The company writes that more than 700 households — roughly 5,000 people — have been offered land-for-land agreements. It also claims that its project will positively affect biodiversity, partly through the re-introduction of rhinoceros in some areas.
In court, TotalEnergies’ lawyers focused on formalities — asking the judge to declare the case inadmissible for procedural reasons.
“The plaintiffs are obstinate to turn this into an emblematic case, but in the face of fury and noise, TotalEnergies addresses this case with serenity,” the company’s other lawyer Antonin Levy said.
“We should focus on what’s essential — that is, the judge’s scope of competence,” he added.
Case ‘could set a precedent’
Kamalia Mehtiyeva, a law professor at the University of Paris-Est Creteil, said she thinks other international companies will hardly feel serene watching the case unfold.
“It’s the first time that national judges in one country preside over a compensation case regarding potential harm done abroad based on the duty of vigilance — this could set a precedent,” she told DW.
“The law creates a real economic risk for multinationals, as their activities can be suspended if there’s no adequate vigilance framework,” Mehtiyeva added.”Plus, judges can impose a daily penalty until the framework is updated.”
For Afiego’s Kamugisha, the court case is a beacon of hope.
The group is also involved with five cases in Ugandan courts to stop various parts of the oil and gas project. It has also brought the matter in front of the East African Court of Justice, the judicial body of the East African Community, which includes Uganda, Tanzania, Kenya, Burundi, Rwanda, the Democratic Republic of Congo and South Sudan.

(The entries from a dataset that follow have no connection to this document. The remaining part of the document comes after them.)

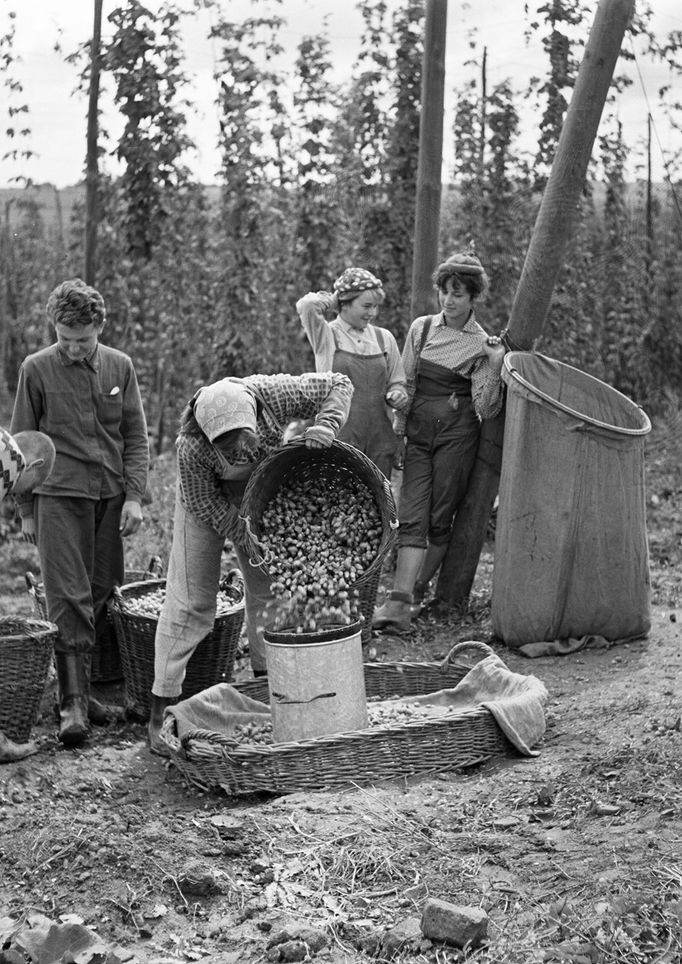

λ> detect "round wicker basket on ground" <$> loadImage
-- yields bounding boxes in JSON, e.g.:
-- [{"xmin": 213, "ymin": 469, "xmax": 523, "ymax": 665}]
[
  {"xmin": 161, "ymin": 641, "xmax": 513, "ymax": 794},
  {"xmin": 110, "ymin": 570, "xmax": 244, "ymax": 719},
  {"xmin": 26, "ymin": 556, "xmax": 163, "ymax": 683},
  {"xmin": 240, "ymin": 440, "xmax": 398, "ymax": 644},
  {"xmin": 0, "ymin": 616, "xmax": 57, "ymax": 743}
]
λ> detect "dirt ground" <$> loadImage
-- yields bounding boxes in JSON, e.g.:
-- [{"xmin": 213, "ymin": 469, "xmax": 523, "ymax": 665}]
[{"xmin": 0, "ymin": 448, "xmax": 682, "ymax": 964}]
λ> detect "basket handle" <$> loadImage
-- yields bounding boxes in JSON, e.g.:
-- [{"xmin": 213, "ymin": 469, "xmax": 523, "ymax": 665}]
[
  {"xmin": 146, "ymin": 555, "xmax": 163, "ymax": 577},
  {"xmin": 24, "ymin": 572, "xmax": 39, "ymax": 596},
  {"xmin": 239, "ymin": 512, "xmax": 272, "ymax": 569},
  {"xmin": 220, "ymin": 567, "xmax": 244, "ymax": 595},
  {"xmin": 440, "ymin": 639, "xmax": 495, "ymax": 673}
]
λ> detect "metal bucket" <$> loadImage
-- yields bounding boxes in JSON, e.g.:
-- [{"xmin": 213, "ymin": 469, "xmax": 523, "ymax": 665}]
[{"xmin": 264, "ymin": 621, "xmax": 368, "ymax": 743}]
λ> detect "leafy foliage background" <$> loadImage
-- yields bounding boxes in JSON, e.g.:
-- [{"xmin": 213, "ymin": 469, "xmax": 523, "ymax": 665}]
[{"xmin": 0, "ymin": 0, "xmax": 682, "ymax": 453}]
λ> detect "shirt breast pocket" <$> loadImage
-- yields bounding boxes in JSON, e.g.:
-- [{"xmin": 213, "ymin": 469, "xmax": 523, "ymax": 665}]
[{"xmin": 98, "ymin": 392, "xmax": 123, "ymax": 426}]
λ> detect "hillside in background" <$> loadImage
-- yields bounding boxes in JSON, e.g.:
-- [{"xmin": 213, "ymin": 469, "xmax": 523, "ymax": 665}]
[
  {"xmin": 0, "ymin": 182, "xmax": 220, "ymax": 231},
  {"xmin": 0, "ymin": 181, "xmax": 666, "ymax": 231}
]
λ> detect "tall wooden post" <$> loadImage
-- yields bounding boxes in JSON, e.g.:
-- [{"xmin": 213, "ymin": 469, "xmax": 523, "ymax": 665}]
[
  {"xmin": 411, "ymin": 0, "xmax": 448, "ymax": 319},
  {"xmin": 84, "ymin": 0, "xmax": 102, "ymax": 285},
  {"xmin": 436, "ymin": 0, "xmax": 635, "ymax": 606}
]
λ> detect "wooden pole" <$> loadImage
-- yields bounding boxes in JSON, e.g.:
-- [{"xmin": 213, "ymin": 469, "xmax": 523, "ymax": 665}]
[
  {"xmin": 84, "ymin": 0, "xmax": 102, "ymax": 285},
  {"xmin": 436, "ymin": 0, "xmax": 635, "ymax": 606},
  {"xmin": 411, "ymin": 0, "xmax": 448, "ymax": 319}
]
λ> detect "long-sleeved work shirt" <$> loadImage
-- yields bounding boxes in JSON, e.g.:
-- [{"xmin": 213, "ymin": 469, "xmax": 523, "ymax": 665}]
[
  {"xmin": 296, "ymin": 292, "xmax": 405, "ymax": 394},
  {"xmin": 393, "ymin": 312, "xmax": 503, "ymax": 435},
  {"xmin": 11, "ymin": 344, "xmax": 149, "ymax": 515}
]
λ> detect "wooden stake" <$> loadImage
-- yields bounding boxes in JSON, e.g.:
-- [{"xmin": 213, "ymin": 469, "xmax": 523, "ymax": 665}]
[
  {"xmin": 410, "ymin": 0, "xmax": 448, "ymax": 320},
  {"xmin": 436, "ymin": 0, "xmax": 635, "ymax": 606}
]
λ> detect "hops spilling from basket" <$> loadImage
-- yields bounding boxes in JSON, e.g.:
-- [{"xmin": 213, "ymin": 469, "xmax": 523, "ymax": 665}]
[
  {"xmin": 124, "ymin": 586, "xmax": 235, "ymax": 619},
  {"xmin": 260, "ymin": 473, "xmax": 382, "ymax": 632},
  {"xmin": 230, "ymin": 700, "xmax": 453, "ymax": 746}
]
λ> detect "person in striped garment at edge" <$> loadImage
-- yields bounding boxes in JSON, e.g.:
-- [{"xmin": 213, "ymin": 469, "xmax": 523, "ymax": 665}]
[
  {"xmin": 372, "ymin": 243, "xmax": 505, "ymax": 631},
  {"xmin": 148, "ymin": 372, "xmax": 353, "ymax": 756},
  {"xmin": 0, "ymin": 427, "xmax": 55, "ymax": 763}
]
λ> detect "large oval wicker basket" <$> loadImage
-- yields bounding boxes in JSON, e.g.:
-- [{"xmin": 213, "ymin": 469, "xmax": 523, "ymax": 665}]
[
  {"xmin": 240, "ymin": 440, "xmax": 398, "ymax": 643},
  {"xmin": 26, "ymin": 556, "xmax": 163, "ymax": 683},
  {"xmin": 110, "ymin": 569, "xmax": 244, "ymax": 719},
  {"xmin": 0, "ymin": 616, "xmax": 58, "ymax": 743},
  {"xmin": 161, "ymin": 641, "xmax": 512, "ymax": 794}
]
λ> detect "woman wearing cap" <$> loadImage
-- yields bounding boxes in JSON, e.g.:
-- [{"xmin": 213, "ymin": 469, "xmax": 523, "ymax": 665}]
[
  {"xmin": 148, "ymin": 372, "xmax": 353, "ymax": 756},
  {"xmin": 296, "ymin": 268, "xmax": 407, "ymax": 479},
  {"xmin": 372, "ymin": 245, "xmax": 505, "ymax": 629}
]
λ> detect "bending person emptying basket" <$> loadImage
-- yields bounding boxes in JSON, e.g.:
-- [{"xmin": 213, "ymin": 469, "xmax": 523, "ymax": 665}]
[{"xmin": 148, "ymin": 372, "xmax": 353, "ymax": 756}]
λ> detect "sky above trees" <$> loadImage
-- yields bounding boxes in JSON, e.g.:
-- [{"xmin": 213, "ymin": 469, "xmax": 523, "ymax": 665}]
[{"xmin": 0, "ymin": 0, "xmax": 682, "ymax": 188}]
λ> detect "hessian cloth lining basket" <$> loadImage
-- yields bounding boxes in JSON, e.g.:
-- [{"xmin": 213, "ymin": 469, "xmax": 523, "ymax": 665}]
[
  {"xmin": 492, "ymin": 352, "xmax": 651, "ymax": 647},
  {"xmin": 111, "ymin": 570, "xmax": 244, "ymax": 718},
  {"xmin": 161, "ymin": 641, "xmax": 513, "ymax": 794},
  {"xmin": 0, "ymin": 616, "xmax": 58, "ymax": 743},
  {"xmin": 240, "ymin": 440, "xmax": 398, "ymax": 643}
]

“So far, we have not seen any justice in Ugandan and regional courts. That’s why we decided to take this to France, a developed democracy. Our hope is that the case in France can give us justice,” he said.
The Paris court decision is expected on February 28.
But a ruling in Paris to stop the Tilenga project is just one of the NGOs’ goals, said Juliette Renaud, senior campaigner at FoE.
“Through this court case, we are asking for a suspension of the Tilenga and Eacop works, as the oil drillings and pipeline buildings are imminent,” she told DW. “But this legal case is only one tool in our fight, which goes further through national and international mobilization. We want Total[Energies] to abandon these projects.”